Marine and Freshwater Research Marine and Freshwater Research Society
Advances in the aquatic sciences
RESEARCH ARTICLE

A historical and contemporary consideration of the diet of the reef manta ray (Manta alfredi) from the Great Barrier Reef, Australia

M. B. Bennett A F , F. F. Coman B , K. A. Townsend C , L. I. E. Couturier A , F. R. A. Jaine D and A. J. Richardson B E
+ Author Affliations
- Author Affliations

A School of Biomedical Sciences, The University of Queensland, St Lucia, Qld 4072, Australia.

B CSIRO Oceans and Atmosphere, EcoSciences Precinct, 41 Boggo Road, Dutton Park, Brisbane, Qld 4102, Australia.

C Moreton Bay Research Station, The University of Queensland, PO Box 138, Dunwich, North Stradbroke Island, Qld 4183, Australia.

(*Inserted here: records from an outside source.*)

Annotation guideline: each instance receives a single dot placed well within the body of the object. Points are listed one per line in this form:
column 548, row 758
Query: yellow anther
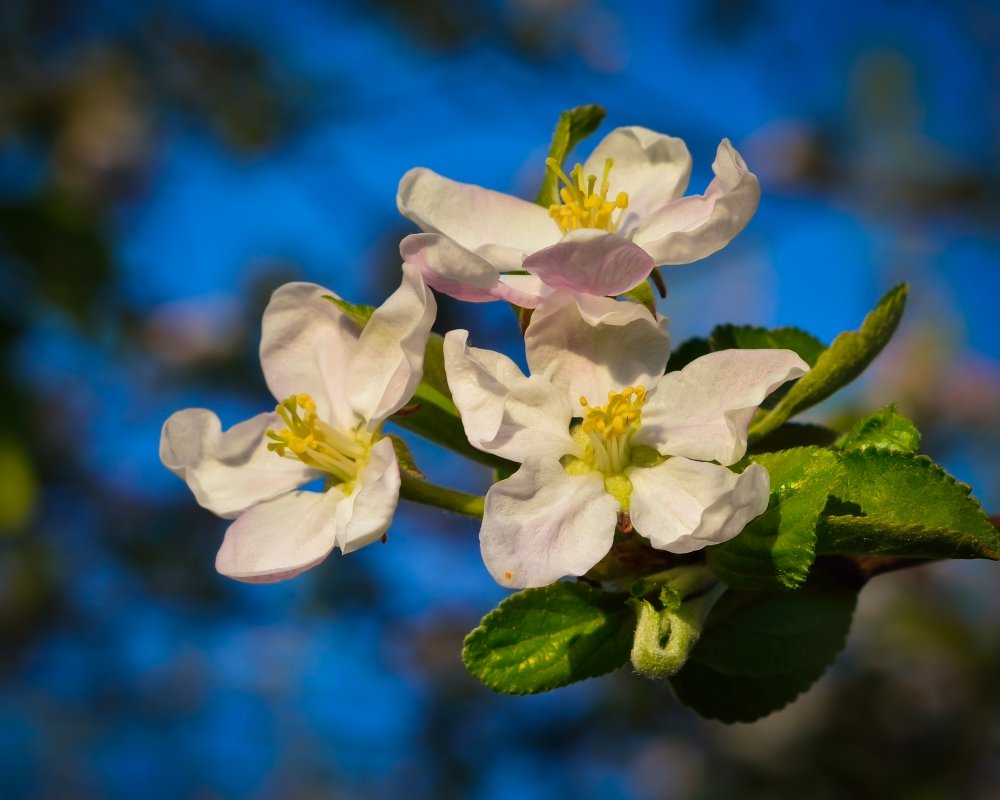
column 618, row 415
column 583, row 206
column 312, row 441
column 608, row 429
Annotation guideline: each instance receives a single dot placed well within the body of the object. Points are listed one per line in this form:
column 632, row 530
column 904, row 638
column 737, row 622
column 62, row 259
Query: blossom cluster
column 603, row 442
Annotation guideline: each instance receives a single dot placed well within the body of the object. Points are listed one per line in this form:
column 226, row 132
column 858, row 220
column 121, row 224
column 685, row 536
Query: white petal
column 541, row 524
column 682, row 505
column 232, row 471
column 593, row 345
column 368, row 512
column 473, row 216
column 462, row 274
column 279, row 539
column 504, row 412
column 697, row 226
column 388, row 361
column 591, row 262
column 306, row 344
column 652, row 168
column 704, row 410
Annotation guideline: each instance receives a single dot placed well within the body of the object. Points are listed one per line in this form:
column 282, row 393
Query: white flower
column 622, row 213
column 335, row 384
column 617, row 436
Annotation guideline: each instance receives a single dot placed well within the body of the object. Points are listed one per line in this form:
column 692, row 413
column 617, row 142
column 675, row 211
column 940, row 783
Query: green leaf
column 434, row 373
column 837, row 366
column 884, row 430
column 541, row 639
column 748, row 337
column 794, row 434
column 358, row 314
column 777, row 548
column 687, row 352
column 864, row 536
column 910, row 507
column 407, row 463
column 642, row 293
column 761, row 650
column 573, row 127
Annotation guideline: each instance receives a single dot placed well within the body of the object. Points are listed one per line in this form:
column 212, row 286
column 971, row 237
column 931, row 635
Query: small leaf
column 794, row 434
column 358, row 314
column 541, row 639
column 687, row 352
column 748, row 337
column 573, row 127
column 901, row 497
column 884, row 430
column 761, row 650
column 435, row 417
column 777, row 548
column 837, row 366
column 642, row 293
column 434, row 373
column 407, row 464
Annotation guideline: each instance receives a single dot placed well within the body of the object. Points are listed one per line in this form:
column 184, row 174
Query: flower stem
column 429, row 494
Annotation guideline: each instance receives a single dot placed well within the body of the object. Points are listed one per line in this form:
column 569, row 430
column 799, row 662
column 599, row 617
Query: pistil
column 309, row 439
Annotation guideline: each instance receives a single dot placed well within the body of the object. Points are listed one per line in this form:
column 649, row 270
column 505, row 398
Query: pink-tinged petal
column 306, row 344
column 473, row 216
column 590, row 346
column 368, row 512
column 697, row 226
column 541, row 524
column 591, row 262
column 704, row 410
column 281, row 538
column 462, row 274
column 504, row 412
column 232, row 471
column 388, row 361
column 653, row 169
column 682, row 505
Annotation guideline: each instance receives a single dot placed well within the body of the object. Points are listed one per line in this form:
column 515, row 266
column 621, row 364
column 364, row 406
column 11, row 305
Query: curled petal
column 697, row 226
column 462, row 274
column 281, row 538
column 473, row 216
column 704, row 410
column 504, row 412
column 541, row 524
column 228, row 472
column 364, row 516
column 591, row 262
column 682, row 505
column 590, row 346
column 653, row 169
column 388, row 361
column 305, row 343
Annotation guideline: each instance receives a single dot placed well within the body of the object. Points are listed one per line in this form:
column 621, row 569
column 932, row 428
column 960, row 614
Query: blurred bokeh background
column 165, row 165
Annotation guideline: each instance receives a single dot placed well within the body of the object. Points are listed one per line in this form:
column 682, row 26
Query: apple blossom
column 622, row 212
column 619, row 437
column 336, row 384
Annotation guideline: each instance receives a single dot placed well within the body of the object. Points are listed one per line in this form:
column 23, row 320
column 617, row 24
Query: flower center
column 609, row 428
column 582, row 206
column 312, row 441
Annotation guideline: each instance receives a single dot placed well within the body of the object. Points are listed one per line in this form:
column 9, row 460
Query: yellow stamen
column 312, row 441
column 582, row 206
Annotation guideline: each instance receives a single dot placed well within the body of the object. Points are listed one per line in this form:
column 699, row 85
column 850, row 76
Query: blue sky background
column 874, row 131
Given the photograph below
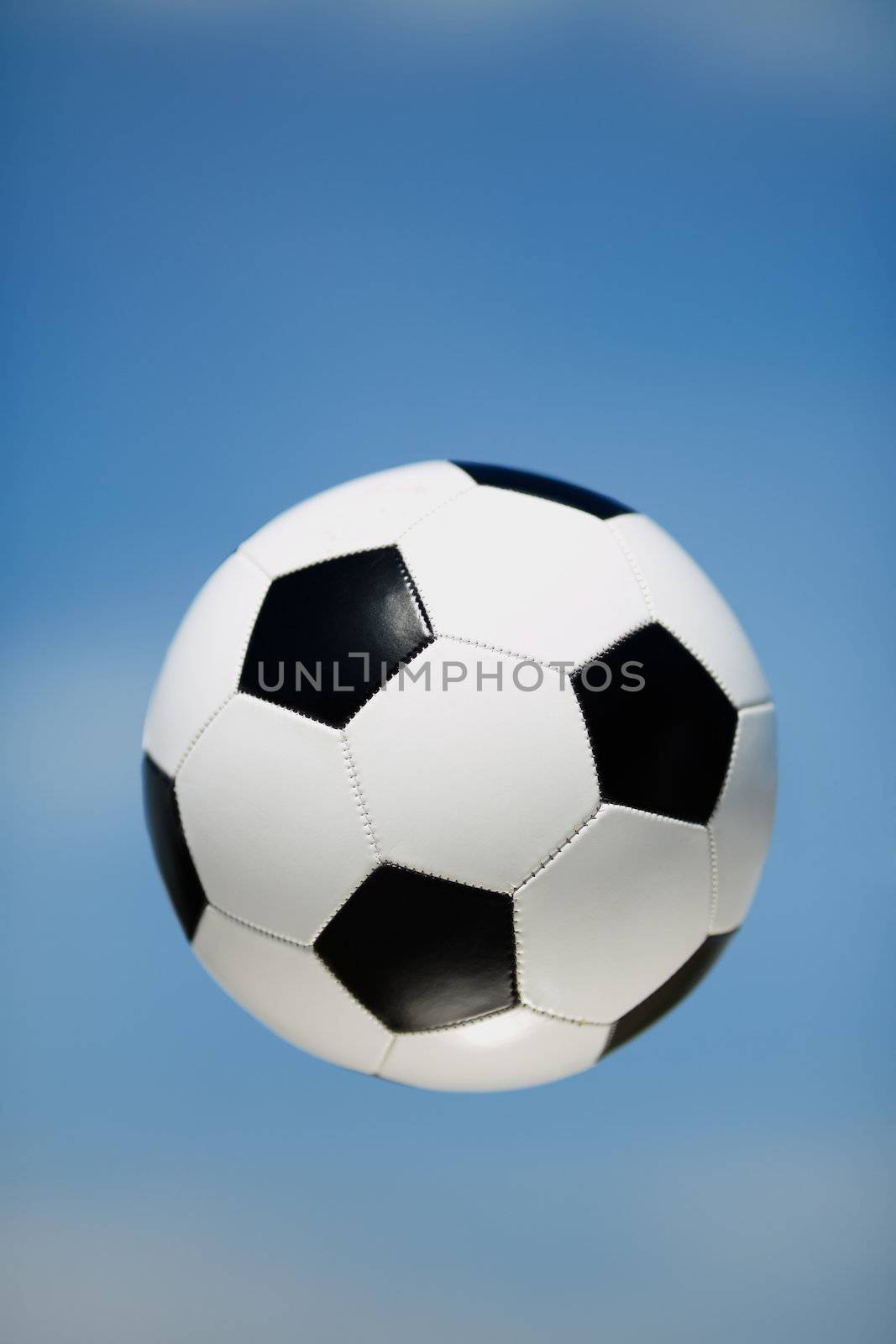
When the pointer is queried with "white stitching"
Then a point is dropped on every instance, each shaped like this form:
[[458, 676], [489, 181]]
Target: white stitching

D Manta Ray and Whale Shark Research Center, Marine Megafauna Foundation, Casa Barry Lodge, Tofo Beach, Inhambane, Mozambique.

E Centre for Applications in Natural Resource Mathematics (CARM), School of Mathematics and Physics, The University of Queensland, St Lucia, Qld 4072, Australia.

F Corresponding author. Email: m.bennett@uq.edu.au

Marine and Freshwater Research 68(5) 993-997 https://doi.org/10.1071/MF16046
Submitted: 11 February 2016  Accepted: 11 May 2016   Published: 26 July 2016

Abstract

The preserved stomach contents from the manta ray, collected in 1935, that provided the basis for the 2009 taxonomic resurrection of the species Manta alfredi, were examined. The majority of the material comprised calanoid copepods (61.7%) and trypanorhynch cestodes (34.6%), with minor contributions by arrow worms, a barnacle larva and a nematode. Comparison of the size-frequency distributions of stomach contents with that of zooplankton from the Great Barrier Reef region suggest that this manta ray preferentially ingested large copepods, or that the filter mechanism used to extract prey from the water was selective for prey items over 0.8 mm in length. This is the first description of the diet of M. alfredi from stomach contents, and is consistent with previous inferences about what this species consumes.

Additional keywords: elasmobranch, filter-feeding, mobulid, zooplankton.